# How to obtain $2\pi\epsilon_0$ when computing capacitance per unit length of a system?

To make my question more clear, I will use an example to illustrate it.

Consider an infinite conducting plane, with a long conducting cylinder of radius $R$ at a distance $h$ away from it, with the cylinder axis parallel to the plane. I have used conformal transformations to show that the electrostatic potential between the plates is $$u=\cosh^{-1}{\Big(\frac{h}{R}}\Big).$$ The capitance per unit length is then $$\frac{C}{L}=\frac{Q}{L}\frac{1}{\cosh^{-1}{\big(\frac{h}{R}\big)}}.$$ The next part is something that occurs in most complex capacitance problems involving circular/cylindrical cases and is something that I and others often struggle to understand. How do I obtain the following relation? $$\frac{Q}{L}=2\pi\epsilon_0$$ This implies that the capacitance per unit length becomes $$\frac{C}{L}=\frac{2\pi\epsilon_0}{\cosh^{-1}{\big(\frac{h}{R}\big)}},$$ which for this particular case is the correct answer.

• You seem to have a mistake very early on.
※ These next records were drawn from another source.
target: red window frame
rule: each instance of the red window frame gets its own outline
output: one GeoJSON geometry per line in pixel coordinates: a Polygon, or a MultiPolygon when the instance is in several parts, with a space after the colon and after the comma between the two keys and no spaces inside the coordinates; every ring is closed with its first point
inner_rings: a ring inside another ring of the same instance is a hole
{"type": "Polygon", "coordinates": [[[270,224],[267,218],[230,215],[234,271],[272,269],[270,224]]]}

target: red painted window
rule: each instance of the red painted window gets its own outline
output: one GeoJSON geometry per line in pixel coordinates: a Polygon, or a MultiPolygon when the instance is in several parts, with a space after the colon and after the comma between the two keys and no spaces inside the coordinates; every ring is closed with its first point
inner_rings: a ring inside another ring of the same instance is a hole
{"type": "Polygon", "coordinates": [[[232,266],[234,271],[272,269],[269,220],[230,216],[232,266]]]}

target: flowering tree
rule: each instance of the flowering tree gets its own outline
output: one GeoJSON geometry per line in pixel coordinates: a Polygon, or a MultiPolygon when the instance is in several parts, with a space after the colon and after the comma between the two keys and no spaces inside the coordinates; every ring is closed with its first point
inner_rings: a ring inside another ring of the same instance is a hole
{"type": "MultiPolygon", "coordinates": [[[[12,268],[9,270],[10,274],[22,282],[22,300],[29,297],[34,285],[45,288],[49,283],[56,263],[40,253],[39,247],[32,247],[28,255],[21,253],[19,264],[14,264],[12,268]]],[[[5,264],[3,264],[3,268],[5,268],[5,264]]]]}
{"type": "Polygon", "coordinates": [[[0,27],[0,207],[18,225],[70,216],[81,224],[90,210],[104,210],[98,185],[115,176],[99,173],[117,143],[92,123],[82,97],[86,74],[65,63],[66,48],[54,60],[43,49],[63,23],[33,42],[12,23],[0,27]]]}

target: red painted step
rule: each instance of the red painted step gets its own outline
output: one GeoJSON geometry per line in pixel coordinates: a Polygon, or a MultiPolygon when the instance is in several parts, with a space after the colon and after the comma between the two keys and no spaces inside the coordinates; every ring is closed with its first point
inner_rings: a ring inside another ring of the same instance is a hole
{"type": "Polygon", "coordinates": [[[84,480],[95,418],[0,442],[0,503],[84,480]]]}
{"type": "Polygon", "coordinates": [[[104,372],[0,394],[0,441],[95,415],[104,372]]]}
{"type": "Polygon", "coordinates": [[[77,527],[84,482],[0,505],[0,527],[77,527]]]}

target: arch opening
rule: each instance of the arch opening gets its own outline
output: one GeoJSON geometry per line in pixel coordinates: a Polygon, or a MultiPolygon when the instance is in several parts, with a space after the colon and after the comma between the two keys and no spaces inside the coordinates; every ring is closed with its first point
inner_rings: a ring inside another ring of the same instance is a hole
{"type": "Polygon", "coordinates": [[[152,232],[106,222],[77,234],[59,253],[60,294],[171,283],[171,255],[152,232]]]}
If the potential is a constant that does not depend on any charges in the system (as you have written here) then the capacitance is not a constant due to the geometry and material of the arrangement (which it should be), but instead depends on the charge (as you have written; but which it should not). Once you fix that, the factor of $2\pi$ will presumably arise from an application of Gauss's law to a cylindrical geometry of some kind. – dmckee May 16 '16 at 0:30

What you have forgotten is that $u$ is not a potential rather it is a number with no units.

I do not know how you derived your expression for $u$ but here is a way without a lot of the intermediate steps.
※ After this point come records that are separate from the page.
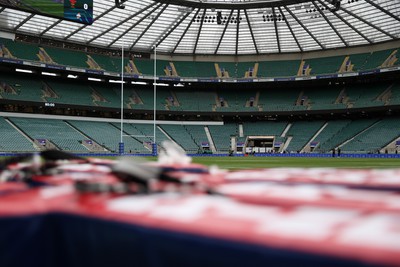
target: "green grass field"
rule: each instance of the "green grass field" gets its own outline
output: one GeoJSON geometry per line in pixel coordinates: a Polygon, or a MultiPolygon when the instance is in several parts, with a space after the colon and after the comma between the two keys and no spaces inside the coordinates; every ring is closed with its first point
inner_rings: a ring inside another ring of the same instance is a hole
{"type": "Polygon", "coordinates": [[[283,167],[333,168],[399,168],[400,159],[354,158],[282,158],[282,157],[195,157],[193,162],[222,169],[254,169],[283,167]]]}
{"type": "MultiPolygon", "coordinates": [[[[147,157],[146,160],[156,158],[147,157]]],[[[379,158],[193,157],[193,162],[206,166],[216,165],[229,170],[285,167],[400,168],[400,159],[379,158]]]]}

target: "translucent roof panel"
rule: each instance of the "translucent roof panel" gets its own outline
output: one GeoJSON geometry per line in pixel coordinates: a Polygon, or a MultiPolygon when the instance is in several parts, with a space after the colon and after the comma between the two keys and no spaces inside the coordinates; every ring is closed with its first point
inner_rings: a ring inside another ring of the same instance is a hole
{"type": "Polygon", "coordinates": [[[66,42],[168,54],[316,51],[400,39],[396,0],[94,0],[82,25],[0,8],[0,30],[66,42]],[[231,3],[231,4],[229,4],[231,3]]]}

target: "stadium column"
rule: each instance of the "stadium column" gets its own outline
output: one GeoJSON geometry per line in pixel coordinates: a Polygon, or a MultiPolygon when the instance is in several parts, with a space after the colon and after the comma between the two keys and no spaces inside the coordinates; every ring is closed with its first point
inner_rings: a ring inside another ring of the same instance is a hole
{"type": "Polygon", "coordinates": [[[157,46],[154,46],[154,95],[153,95],[153,145],[152,145],[152,155],[157,156],[157,140],[156,140],[156,122],[157,122],[157,46]]]}
{"type": "Polygon", "coordinates": [[[124,154],[124,45],[125,42],[122,40],[121,46],[121,139],[119,142],[118,153],[120,155],[124,154]]]}

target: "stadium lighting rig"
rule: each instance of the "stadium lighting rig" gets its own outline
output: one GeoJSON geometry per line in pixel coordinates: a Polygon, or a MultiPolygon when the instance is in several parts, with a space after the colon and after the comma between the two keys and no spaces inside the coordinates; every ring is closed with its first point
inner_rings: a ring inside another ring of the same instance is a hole
{"type": "Polygon", "coordinates": [[[340,9],[340,3],[341,0],[328,0],[328,3],[333,6],[333,8],[330,9],[331,12],[336,12],[340,9]]]}
{"type": "Polygon", "coordinates": [[[127,1],[127,0],[115,0],[115,6],[116,6],[117,8],[119,8],[119,9],[125,9],[124,3],[125,3],[126,1],[127,1]]]}

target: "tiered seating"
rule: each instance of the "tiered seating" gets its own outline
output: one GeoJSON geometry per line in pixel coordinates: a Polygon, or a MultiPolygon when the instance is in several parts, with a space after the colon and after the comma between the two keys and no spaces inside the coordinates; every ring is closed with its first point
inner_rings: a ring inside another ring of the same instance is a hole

The arrangement you have described is similar to that of two parallel line charges with separation $2a$ and charge per unit length $\pm \lambda$ as shown in the diagram below.
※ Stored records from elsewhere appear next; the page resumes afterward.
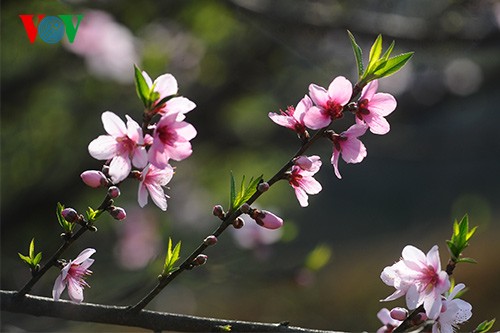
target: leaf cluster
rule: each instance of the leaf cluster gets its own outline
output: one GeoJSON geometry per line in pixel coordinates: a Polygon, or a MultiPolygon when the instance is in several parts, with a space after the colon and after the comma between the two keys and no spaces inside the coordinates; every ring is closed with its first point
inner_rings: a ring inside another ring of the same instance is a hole
{"type": "Polygon", "coordinates": [[[257,186],[262,181],[262,175],[257,178],[250,178],[248,184],[245,185],[245,176],[241,180],[240,189],[236,192],[234,176],[231,173],[231,189],[229,197],[229,211],[233,212],[241,207],[248,199],[257,192],[257,186]]]}
{"type": "Polygon", "coordinates": [[[169,237],[167,256],[165,257],[165,264],[163,265],[163,271],[161,272],[162,276],[167,276],[179,268],[174,265],[177,261],[179,261],[180,253],[181,253],[181,241],[179,241],[172,249],[172,239],[169,237]]]}
{"type": "Polygon", "coordinates": [[[453,234],[451,240],[447,240],[446,244],[451,253],[451,259],[456,262],[476,263],[472,258],[461,258],[462,252],[469,246],[469,240],[476,232],[477,227],[469,230],[469,216],[466,214],[460,222],[453,223],[453,234]]]}
{"type": "Polygon", "coordinates": [[[370,48],[370,55],[368,58],[368,66],[366,70],[363,66],[363,53],[361,47],[356,43],[353,34],[347,31],[349,38],[351,40],[351,46],[354,51],[354,57],[356,58],[356,65],[358,68],[358,84],[363,87],[368,82],[381,79],[383,77],[388,77],[397,71],[399,71],[403,66],[410,60],[413,56],[413,52],[406,52],[396,56],[391,57],[392,50],[394,49],[394,41],[387,48],[387,50],[382,54],[382,35],[378,35],[377,39],[370,48]]]}
{"type": "Polygon", "coordinates": [[[21,253],[17,253],[22,261],[27,263],[33,272],[37,271],[40,267],[40,261],[42,260],[42,252],[38,252],[35,255],[35,239],[33,238],[30,242],[28,255],[25,256],[21,253]]]}

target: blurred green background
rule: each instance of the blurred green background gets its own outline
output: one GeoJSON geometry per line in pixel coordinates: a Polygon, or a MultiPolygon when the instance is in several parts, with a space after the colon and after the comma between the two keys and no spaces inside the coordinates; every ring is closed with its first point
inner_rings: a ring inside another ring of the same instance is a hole
{"type": "MultiPolygon", "coordinates": [[[[356,80],[349,29],[365,53],[379,33],[384,47],[396,40],[394,54],[415,51],[380,84],[398,100],[389,134],[365,135],[368,157],[341,161],[342,180],[328,162],[331,144],[315,146],[324,189],[309,207],[300,208],[284,182],[258,201],[285,219],[279,241],[248,248],[228,231],[207,265],[183,274],[148,308],[375,331],[381,307],[404,304],[379,302],[392,293],[382,269],[406,244],[425,252],[438,244],[445,264],[452,222],[467,212],[480,228],[466,254],[479,264],[454,274],[473,305],[463,330],[500,315],[499,2],[30,0],[2,1],[1,18],[2,289],[28,281],[17,252],[26,254],[32,237],[46,258],[59,246],[58,201],[83,212],[102,200],[79,174],[101,167],[87,145],[104,134],[103,111],[141,119],[133,63],[153,78],[177,78],[180,94],[197,104],[187,121],[198,136],[193,155],[175,164],[166,213],[152,203],[139,209],[137,183],[129,181],[117,202],[127,220],[104,217],[97,233],[65,253],[97,249],[88,302],[137,302],[155,283],[168,237],[182,239],[187,255],[217,226],[211,210],[227,204],[231,171],[268,178],[281,167],[299,142],[267,114],[296,105],[311,82],[356,80]],[[84,14],[75,43],[30,44],[18,15],[39,13],[84,14]]],[[[49,271],[32,292],[50,297],[57,274],[49,271]]],[[[2,312],[0,330],[127,328],[2,312]]]]}

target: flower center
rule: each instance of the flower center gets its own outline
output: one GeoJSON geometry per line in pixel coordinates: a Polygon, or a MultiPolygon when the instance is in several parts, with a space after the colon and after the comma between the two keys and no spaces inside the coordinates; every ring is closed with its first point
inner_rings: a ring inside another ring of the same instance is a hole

The similarity is because the equipotentials for this arrangement are circles and in the diagram centred at $x = \pm h$.
Your conducting cylinder of radius $R$ is the right hand equipotential surface at a potential $V$ with the $y$-axis being the $V=0$ equipotential which is your plane conductor.

Using Gauss the electric field due to a line of charge is $E(r) = \dfrac {\lambda}{2 \pi \epsilon_o}\frac 1 r$ and so the potential $V(r) = - \dfrac {\lambda}{2 \pi \epsilon_o} \ln r + \text{constant}$.

So the potential at point $A$ is $V= \dfrac {\lambda}{2 \pi \epsilon_o} \ln \left (\dfrac r R \right)$

You proceed to let $r = R e^u$ which gives $u = \dfrac {2 \pi \epsilon_o V}{\lambda}$.
In terms of finding the capacitance of the arrangement per unit length you need to find $\dfrac \lambda v = \dfrac {2 \pi \epsilon_o}{u}$ and there is your missing $2 \pi \epsilon_o$.